День второй
Шрифт:
Коробков и общежитии спорил с Шварцем о Толстом. Шварц говорил, что Толстой устарел. Коробков горячился: «Что же ты думаешь, теперь нет такой Наташи? Сколько угодно! Даже среди наших вузовок! Надо уметь различать чувства и обстановку. Возьми Машкову. Вот тебе, с одной стороны, активная комсомолка, а с другой — материнство. Будь у нас Толстой, он так ее описал бы, что — не оторваться. Когда Петька спутался с Кошелевой, она хотела аборт сделать. Отказали — четвертый месяц. Сколько она намучилась: «Не хочу я ребенка! Куда мне одной», — ну и так далее. Говорила, что сейчас же его отдаст. А вот я зашел к ней вчера насчет проведения кампании — сидит, кормит.
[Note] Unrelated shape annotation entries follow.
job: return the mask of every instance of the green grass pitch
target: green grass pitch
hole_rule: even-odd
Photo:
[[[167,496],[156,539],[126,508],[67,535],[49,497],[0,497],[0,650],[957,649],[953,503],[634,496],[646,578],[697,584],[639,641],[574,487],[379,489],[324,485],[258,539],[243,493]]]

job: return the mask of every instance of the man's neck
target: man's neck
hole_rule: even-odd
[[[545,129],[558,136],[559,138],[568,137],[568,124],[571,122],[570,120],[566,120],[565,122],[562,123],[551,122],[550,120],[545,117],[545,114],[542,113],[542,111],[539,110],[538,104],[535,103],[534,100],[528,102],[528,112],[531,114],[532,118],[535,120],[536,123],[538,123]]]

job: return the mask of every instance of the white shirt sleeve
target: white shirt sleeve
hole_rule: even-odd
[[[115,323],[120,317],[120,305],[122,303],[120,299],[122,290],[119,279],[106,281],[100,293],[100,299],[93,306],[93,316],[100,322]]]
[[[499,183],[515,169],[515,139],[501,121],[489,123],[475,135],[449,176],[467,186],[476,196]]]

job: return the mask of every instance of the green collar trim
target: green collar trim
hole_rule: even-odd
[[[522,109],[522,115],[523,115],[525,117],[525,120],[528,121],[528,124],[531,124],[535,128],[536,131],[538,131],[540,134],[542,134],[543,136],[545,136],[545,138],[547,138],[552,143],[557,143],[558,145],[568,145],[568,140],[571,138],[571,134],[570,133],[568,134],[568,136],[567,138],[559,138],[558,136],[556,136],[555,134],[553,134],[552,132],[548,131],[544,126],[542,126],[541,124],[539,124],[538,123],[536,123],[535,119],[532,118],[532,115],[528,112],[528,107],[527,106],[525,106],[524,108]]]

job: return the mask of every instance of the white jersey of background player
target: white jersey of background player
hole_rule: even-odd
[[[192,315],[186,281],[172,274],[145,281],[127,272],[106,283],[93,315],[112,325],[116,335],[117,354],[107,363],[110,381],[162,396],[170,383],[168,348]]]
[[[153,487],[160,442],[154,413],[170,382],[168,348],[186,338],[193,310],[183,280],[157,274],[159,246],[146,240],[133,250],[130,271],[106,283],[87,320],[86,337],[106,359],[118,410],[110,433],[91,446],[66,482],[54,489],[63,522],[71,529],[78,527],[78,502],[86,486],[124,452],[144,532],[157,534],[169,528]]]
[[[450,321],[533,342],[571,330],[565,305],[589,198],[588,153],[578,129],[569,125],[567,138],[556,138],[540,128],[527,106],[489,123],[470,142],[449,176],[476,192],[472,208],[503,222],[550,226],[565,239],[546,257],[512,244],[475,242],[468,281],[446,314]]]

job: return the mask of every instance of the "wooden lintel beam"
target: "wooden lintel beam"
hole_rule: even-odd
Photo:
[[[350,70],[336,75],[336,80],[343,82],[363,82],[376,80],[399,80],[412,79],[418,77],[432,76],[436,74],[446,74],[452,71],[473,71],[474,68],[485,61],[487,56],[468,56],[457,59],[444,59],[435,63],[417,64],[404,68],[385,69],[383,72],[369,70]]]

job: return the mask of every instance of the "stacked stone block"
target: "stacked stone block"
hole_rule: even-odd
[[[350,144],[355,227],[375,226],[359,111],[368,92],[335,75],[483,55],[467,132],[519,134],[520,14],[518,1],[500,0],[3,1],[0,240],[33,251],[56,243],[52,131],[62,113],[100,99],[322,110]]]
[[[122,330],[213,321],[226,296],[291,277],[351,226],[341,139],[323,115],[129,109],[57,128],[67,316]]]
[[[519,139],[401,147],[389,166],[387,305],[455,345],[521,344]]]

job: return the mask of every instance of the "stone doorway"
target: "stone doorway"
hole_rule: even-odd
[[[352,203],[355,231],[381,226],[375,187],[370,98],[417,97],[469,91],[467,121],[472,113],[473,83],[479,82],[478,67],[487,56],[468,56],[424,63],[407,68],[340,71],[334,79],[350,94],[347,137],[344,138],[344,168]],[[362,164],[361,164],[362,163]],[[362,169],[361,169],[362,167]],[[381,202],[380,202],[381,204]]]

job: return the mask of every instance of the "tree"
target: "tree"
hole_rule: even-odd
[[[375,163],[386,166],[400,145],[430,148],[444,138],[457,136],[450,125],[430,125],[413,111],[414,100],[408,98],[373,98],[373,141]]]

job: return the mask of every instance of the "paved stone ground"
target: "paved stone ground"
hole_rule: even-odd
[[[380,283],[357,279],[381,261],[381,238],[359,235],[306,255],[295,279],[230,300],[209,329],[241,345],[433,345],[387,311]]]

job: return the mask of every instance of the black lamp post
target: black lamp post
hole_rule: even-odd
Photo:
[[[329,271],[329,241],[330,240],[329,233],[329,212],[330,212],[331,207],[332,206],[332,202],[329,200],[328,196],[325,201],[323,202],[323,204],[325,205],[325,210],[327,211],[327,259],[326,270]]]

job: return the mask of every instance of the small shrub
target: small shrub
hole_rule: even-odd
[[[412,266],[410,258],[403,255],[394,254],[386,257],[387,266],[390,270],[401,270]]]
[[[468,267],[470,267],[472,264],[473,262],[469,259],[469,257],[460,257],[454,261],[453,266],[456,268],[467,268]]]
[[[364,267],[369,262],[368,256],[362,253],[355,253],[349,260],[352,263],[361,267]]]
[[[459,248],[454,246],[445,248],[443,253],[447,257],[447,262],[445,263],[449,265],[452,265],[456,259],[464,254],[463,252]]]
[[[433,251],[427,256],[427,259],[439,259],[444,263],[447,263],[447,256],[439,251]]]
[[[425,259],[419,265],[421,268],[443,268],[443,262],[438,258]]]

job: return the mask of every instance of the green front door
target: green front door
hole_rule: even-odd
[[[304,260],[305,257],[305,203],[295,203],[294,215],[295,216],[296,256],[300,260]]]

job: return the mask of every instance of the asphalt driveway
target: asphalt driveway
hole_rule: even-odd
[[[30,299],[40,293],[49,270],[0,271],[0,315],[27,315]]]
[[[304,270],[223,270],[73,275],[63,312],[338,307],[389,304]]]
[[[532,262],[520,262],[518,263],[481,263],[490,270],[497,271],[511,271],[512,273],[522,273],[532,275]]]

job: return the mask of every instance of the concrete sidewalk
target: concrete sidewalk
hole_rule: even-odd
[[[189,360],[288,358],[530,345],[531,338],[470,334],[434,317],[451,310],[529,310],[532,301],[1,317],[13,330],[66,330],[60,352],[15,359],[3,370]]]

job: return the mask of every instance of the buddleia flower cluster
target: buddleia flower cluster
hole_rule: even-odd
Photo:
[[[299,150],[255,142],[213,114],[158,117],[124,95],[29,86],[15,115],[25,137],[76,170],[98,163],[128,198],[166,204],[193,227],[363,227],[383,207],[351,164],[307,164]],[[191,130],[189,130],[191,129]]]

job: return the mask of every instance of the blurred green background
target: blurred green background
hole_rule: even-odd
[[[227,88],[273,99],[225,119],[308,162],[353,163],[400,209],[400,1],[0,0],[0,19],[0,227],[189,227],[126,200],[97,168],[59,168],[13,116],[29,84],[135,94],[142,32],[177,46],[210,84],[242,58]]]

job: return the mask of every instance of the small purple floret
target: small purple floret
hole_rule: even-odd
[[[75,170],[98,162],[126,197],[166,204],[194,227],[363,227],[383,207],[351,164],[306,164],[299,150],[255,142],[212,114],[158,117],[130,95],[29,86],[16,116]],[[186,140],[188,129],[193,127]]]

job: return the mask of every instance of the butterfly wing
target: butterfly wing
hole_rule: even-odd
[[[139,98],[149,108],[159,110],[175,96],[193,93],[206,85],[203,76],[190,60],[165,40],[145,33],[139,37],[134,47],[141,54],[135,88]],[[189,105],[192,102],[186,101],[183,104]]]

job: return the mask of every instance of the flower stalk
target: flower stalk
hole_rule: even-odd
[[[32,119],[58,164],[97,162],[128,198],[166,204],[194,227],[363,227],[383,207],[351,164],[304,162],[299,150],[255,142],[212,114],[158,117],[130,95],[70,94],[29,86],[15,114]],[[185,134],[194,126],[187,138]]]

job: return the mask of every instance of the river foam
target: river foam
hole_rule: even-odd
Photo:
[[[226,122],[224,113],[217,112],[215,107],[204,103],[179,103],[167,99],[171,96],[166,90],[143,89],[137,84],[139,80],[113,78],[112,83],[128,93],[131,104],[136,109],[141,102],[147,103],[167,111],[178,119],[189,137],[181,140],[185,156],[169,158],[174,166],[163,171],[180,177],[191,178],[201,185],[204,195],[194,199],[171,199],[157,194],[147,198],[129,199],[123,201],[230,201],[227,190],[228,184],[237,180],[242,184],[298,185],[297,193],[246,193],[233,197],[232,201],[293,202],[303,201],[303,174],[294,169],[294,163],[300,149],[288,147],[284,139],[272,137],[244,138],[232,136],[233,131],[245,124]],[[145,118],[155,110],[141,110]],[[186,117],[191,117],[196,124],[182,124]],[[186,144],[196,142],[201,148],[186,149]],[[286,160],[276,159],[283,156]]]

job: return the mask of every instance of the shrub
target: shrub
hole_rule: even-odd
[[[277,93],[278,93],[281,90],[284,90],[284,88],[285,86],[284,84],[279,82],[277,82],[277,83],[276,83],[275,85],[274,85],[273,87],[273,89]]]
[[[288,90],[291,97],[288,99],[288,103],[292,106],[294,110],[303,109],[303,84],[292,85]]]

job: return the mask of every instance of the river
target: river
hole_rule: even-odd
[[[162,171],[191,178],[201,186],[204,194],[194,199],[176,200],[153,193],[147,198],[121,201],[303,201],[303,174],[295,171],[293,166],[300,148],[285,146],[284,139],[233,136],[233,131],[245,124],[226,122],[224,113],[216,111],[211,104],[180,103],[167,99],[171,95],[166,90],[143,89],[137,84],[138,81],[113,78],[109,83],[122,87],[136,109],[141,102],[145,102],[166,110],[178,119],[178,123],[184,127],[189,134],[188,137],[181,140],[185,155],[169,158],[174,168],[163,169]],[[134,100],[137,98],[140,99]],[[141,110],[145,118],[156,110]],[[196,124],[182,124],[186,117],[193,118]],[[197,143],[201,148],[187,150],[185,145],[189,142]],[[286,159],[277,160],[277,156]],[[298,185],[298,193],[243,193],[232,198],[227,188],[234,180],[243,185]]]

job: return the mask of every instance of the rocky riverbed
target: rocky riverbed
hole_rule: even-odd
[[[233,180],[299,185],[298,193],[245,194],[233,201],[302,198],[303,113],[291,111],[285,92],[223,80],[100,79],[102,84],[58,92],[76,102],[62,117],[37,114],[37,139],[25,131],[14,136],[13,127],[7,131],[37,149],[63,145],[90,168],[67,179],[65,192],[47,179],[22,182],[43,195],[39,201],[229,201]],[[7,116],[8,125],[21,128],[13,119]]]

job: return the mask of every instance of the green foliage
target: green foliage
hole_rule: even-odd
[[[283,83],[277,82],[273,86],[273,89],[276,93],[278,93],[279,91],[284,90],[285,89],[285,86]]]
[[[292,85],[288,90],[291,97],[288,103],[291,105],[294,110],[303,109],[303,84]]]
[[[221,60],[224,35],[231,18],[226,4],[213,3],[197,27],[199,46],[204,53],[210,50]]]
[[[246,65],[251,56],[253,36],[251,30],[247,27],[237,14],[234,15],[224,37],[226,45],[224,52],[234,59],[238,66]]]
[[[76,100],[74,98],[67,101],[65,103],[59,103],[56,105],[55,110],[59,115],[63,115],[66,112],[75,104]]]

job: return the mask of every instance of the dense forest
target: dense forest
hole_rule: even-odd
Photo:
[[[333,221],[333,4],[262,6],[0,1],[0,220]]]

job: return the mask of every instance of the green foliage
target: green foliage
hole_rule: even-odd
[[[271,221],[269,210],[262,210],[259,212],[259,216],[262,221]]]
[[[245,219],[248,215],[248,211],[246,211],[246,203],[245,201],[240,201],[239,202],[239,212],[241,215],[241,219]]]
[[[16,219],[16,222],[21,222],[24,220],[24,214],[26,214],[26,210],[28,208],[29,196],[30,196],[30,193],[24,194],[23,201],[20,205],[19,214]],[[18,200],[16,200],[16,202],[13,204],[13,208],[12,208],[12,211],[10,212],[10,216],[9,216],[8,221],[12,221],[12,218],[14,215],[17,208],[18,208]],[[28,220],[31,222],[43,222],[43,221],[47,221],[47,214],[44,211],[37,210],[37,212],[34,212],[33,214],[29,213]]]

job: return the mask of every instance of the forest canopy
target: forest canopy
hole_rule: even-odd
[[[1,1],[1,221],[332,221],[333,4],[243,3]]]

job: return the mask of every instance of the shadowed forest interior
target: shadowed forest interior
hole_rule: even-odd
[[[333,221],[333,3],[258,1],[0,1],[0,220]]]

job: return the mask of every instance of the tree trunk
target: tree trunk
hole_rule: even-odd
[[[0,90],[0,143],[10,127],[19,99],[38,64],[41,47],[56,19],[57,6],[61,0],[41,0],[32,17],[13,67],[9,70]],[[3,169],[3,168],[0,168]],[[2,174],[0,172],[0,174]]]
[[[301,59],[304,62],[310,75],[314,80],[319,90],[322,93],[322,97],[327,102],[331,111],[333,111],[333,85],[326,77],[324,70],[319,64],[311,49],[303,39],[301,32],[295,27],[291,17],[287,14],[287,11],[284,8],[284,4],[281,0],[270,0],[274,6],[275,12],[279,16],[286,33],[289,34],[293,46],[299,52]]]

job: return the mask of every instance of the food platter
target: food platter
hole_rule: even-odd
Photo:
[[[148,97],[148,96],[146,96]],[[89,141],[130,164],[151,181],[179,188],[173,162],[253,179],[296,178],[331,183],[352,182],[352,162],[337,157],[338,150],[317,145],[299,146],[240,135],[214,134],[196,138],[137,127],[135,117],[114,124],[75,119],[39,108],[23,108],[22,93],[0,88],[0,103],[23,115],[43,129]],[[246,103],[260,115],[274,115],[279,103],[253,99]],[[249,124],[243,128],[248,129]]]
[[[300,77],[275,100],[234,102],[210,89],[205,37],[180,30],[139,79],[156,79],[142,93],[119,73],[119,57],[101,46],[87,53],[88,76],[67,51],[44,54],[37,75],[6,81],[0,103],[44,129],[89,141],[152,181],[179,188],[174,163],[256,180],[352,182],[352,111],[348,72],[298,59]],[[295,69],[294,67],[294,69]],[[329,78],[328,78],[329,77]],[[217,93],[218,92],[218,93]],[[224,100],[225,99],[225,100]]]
Петька Рожков сидел в библиотеке и читал стихи Пушкина. Он хотел было почитать историю Покровского. Но неожиданно для себя он взял Пушкина. У него был тяжелый день. Таня сказала ему напрямик, что в Козулино она поедет не с ним, а с Чистяковым. Петька впервые узнал, что такое ревность. Морщась, он припоминал лицо Чистякова, зеленые глаза, веснушки, бесшабашную улыбку. Такому Чистякову на все наплевать. Может быть, этим он и понравился Тане?.. Что же, Петька проживет и без любви! Теперь время горячее: зачеты. А потом на практику — в Кузнецк. Так он уговаривал себя, но сердце не сдавалось. Весь день он проходил как в чаду. Он старался работать. Вечером ребята пошли в кино. Он не пошел: он хотел жить сурово и трудно. Он хотел победить свое чувство в открытом бою.
Перед ним оказалась книжка стихов. В десятый раз он перечитывал: «Для берегов отчизны дальней…». Он думал при этом о Тане. Он понимал, что все это — вздор. Таня ушла от него не ради какой-то «отчизны», но ради быстроглазого Чистякова. Стихи, однако, передавали его грусть. Он никогда не смог бы сказать об этом так хорошо. Он вновь и вновь повторял полюбившееся ему стихотворение. Мало-помалу музыка стихов вытеснила из сердца обиду. Выходя из библиотеки, он улыбался, рассеянный и счастливый. Он был так счастлив, как будто он сам сочинил эти необычайные стихи.
Володя Сафонов не был с товарищами. Он не знал ни их восторгов, ни их сомнений. Он не слышал, как в напряженной тишине пыльных уличек рождались мысль и слово. Он был один, со своей отверженностью и со своей немотой.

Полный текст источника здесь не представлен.